By Order of the Board

New World Mobile Holdings Limited Sien Yun Man

Company Secretary

Hong Kong, 7 March 2006

  • 167 -

NOTICE OF THE EGM

Registered office: Principal place of business
P.O. Box 309 in Hong Kong:
Ugland House 17th Floor
South Church Street Chevalier Commercial Centre
George Town 8 Wang Hoi Road
Grand Cayman Kowloon Bay
Cayman Islands Kowloon
British West Indies Hong Kong

Notes:

  1. A member of the Company entitled to attend and vote at the meeting is entitled to appoint one or more proxies to attend and, in the event of a poll, vote in his/her/its stead. In the case of a recognised clearing house, it may authorise such other person(s) as it thinks fit to act as its representative(s) at the meeting and vote in its stead. A proxy need not be a member of the Company.

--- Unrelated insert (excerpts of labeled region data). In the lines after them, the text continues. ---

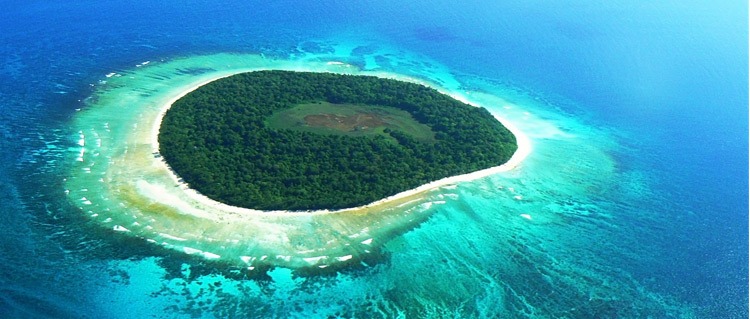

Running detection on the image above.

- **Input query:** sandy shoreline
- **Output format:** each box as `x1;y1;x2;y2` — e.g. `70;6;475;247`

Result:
151;70;531;215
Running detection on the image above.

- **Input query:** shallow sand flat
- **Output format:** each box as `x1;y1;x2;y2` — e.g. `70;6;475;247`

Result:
151;70;531;219
66;55;531;269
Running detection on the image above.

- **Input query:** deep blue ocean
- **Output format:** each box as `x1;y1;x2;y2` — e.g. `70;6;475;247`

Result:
0;0;748;318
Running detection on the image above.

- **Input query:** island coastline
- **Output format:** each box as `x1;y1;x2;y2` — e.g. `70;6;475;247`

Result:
151;69;532;215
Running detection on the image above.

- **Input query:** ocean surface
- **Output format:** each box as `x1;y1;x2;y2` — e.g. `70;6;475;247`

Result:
0;0;748;318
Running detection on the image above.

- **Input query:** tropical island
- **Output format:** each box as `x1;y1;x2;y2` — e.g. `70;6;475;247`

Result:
157;71;517;211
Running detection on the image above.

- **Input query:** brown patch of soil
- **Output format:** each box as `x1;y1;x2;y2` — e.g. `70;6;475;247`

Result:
305;113;386;132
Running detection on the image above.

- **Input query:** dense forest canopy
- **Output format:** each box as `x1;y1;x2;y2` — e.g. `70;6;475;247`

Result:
159;71;517;210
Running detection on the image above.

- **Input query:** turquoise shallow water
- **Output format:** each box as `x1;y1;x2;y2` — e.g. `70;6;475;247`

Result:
0;1;748;318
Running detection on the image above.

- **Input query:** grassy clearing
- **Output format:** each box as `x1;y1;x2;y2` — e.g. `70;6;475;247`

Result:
265;102;435;143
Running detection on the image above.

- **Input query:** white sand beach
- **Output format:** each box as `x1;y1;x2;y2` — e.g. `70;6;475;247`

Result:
151;72;532;217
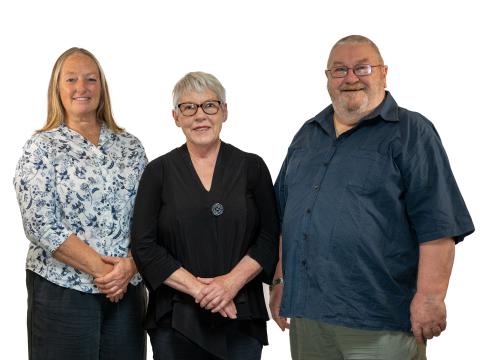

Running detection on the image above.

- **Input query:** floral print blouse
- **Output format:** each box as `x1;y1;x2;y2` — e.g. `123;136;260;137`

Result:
14;124;147;293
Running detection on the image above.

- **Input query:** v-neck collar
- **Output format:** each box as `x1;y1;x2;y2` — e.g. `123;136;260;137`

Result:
181;141;225;194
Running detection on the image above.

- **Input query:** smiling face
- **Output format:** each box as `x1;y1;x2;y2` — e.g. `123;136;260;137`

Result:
172;89;228;148
58;53;101;124
326;43;388;119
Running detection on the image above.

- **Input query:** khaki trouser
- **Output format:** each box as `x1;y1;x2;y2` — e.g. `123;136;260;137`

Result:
290;318;427;360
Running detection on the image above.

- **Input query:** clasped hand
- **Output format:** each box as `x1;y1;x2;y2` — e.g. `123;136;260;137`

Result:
195;274;240;319
95;256;136;302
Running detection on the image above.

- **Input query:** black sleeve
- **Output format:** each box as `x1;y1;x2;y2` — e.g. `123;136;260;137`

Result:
248;156;280;284
132;160;181;290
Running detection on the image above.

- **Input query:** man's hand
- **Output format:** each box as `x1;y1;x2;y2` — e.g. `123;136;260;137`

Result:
269;284;290;331
95;256;137;302
410;293;447;343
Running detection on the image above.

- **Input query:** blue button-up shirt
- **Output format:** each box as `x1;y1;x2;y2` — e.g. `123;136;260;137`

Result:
275;92;474;331
14;124;147;293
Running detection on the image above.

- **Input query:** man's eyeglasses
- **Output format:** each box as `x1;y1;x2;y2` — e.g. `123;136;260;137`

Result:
325;64;383;78
177;100;222;116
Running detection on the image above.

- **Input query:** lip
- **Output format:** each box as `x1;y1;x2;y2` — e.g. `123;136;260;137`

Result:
340;88;365;92
192;126;210;131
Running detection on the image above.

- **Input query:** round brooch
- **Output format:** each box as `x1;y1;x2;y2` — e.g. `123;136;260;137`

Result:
212;203;223;216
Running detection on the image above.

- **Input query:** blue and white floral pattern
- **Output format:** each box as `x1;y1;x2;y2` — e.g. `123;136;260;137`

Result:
14;125;147;293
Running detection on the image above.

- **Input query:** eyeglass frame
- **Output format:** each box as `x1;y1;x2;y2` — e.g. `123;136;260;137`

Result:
325;64;385;79
176;100;224;116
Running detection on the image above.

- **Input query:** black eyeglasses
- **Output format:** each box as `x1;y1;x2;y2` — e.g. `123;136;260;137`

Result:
325;64;383;78
177;100;222;116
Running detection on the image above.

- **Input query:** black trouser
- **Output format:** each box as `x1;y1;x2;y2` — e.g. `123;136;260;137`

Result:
27;270;146;360
148;325;263;360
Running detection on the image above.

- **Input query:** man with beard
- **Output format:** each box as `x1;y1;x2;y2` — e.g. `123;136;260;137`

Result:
270;35;474;360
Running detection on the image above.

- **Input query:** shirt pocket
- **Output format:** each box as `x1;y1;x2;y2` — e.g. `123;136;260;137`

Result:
347;150;388;194
285;149;306;186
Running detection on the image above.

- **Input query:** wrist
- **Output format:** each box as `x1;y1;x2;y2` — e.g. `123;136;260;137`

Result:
269;277;284;291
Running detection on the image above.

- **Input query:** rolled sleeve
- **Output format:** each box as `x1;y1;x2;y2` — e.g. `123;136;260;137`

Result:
14;136;71;253
403;119;474;243
131;163;181;290
248;157;279;283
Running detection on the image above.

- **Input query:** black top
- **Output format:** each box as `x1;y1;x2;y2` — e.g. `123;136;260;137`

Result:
132;142;279;358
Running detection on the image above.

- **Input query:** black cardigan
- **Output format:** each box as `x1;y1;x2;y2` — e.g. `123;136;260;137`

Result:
132;142;279;358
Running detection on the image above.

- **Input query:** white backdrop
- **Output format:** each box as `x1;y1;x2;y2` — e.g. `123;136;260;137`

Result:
0;0;480;359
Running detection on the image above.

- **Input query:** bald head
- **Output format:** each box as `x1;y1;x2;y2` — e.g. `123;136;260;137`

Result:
327;35;384;69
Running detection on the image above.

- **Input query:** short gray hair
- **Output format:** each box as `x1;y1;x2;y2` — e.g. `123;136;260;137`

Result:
327;35;384;68
172;71;227;109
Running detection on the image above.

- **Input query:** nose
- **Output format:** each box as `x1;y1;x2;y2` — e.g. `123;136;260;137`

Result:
195;106;208;120
75;79;87;92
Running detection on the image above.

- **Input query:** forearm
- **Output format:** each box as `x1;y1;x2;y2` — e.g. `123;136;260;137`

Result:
53;234;113;278
417;238;455;301
228;255;262;291
164;267;204;300
273;236;283;280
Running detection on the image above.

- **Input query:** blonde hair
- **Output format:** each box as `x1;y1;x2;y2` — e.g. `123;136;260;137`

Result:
38;47;123;133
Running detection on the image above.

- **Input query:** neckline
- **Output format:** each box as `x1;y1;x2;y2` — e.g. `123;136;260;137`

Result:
181;141;225;194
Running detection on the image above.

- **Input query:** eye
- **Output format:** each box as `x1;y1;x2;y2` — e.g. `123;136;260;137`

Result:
355;64;371;75
331;66;348;77
203;101;217;109
180;104;197;111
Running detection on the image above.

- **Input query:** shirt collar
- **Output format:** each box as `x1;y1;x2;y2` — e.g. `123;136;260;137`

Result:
307;91;399;135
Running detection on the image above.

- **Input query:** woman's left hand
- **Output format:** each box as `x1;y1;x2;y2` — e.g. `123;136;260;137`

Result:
197;274;240;313
95;256;137;302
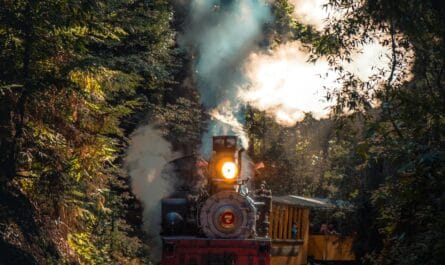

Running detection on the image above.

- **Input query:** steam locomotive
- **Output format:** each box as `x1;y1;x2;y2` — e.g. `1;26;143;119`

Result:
161;136;272;265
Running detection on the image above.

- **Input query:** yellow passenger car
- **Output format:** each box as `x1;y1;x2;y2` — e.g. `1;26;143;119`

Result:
269;195;355;265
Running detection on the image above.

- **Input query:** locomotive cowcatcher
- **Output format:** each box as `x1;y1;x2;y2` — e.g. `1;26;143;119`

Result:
161;136;271;265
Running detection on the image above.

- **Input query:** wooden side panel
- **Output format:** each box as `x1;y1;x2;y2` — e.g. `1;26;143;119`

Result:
308;235;355;261
298;209;309;264
282;205;290;239
269;204;309;265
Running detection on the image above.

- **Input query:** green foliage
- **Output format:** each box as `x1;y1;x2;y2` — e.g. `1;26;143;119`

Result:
0;0;180;264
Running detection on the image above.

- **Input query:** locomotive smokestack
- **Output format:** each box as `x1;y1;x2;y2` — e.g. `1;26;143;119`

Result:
176;0;272;158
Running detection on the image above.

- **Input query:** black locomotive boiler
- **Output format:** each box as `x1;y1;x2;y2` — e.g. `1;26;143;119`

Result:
161;136;271;265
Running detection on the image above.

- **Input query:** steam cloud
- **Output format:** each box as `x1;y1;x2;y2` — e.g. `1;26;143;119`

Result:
238;0;391;126
180;0;272;156
125;125;176;260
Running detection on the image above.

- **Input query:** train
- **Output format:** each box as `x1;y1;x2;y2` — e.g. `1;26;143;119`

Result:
160;135;354;265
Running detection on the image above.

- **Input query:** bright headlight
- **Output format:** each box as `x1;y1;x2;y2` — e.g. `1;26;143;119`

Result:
221;162;238;179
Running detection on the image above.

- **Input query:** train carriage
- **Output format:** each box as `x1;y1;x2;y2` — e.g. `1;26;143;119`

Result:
161;136;353;265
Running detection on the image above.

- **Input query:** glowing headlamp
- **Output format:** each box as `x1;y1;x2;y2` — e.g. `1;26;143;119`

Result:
221;162;238;179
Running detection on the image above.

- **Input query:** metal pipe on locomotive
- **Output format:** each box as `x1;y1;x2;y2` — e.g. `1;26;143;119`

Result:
161;136;271;265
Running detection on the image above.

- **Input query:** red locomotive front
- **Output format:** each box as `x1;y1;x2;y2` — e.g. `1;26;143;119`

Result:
161;136;271;265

  2. A form of proxy for use at the meeting is enclosed. Whether or not you intend to attend the meeting in person, you are urged to complete and return the form of proxy in accordance with the instructions printed thereon.

  3. To be valid, a form of proxy and the power of attorney or other authority (if any) under which it is signed, or a notarially certified copy thereof, must be deposited at the Company’s branch share registrars in Hong Kong, Abacus Share Registrars Limited at 26th Floor, Tesbury Centre, 28 Queen’s Road East, Wanchai, Hong Kong, not less than 48 hours before the time appointed for holding the meeting or any adjournment thereof.

  4. Completion and return of the form of proxy shall not preclude a member of the Company from attending and voting in person at the meeting or any adjournment thereof or on the poll concerned and, in such event, the instrument appointing a proxy shall be deemed to have been revoked.

  5. Where there are joint holders of any share of the Company, any one of such holders may vote at the meeting either personally or by proxy in respect of such share as if he were solely entitled thereto, but if more than one of such holders are present at the meeting personally or by proxy, then the holder whose name stands first on the register of members of the Company in respect of such share shall alone be entitled to vote in respect thereof. Several executors or administrators of a deceased member in whose name any share stands shall for this purpose be deemed joint holders thereof.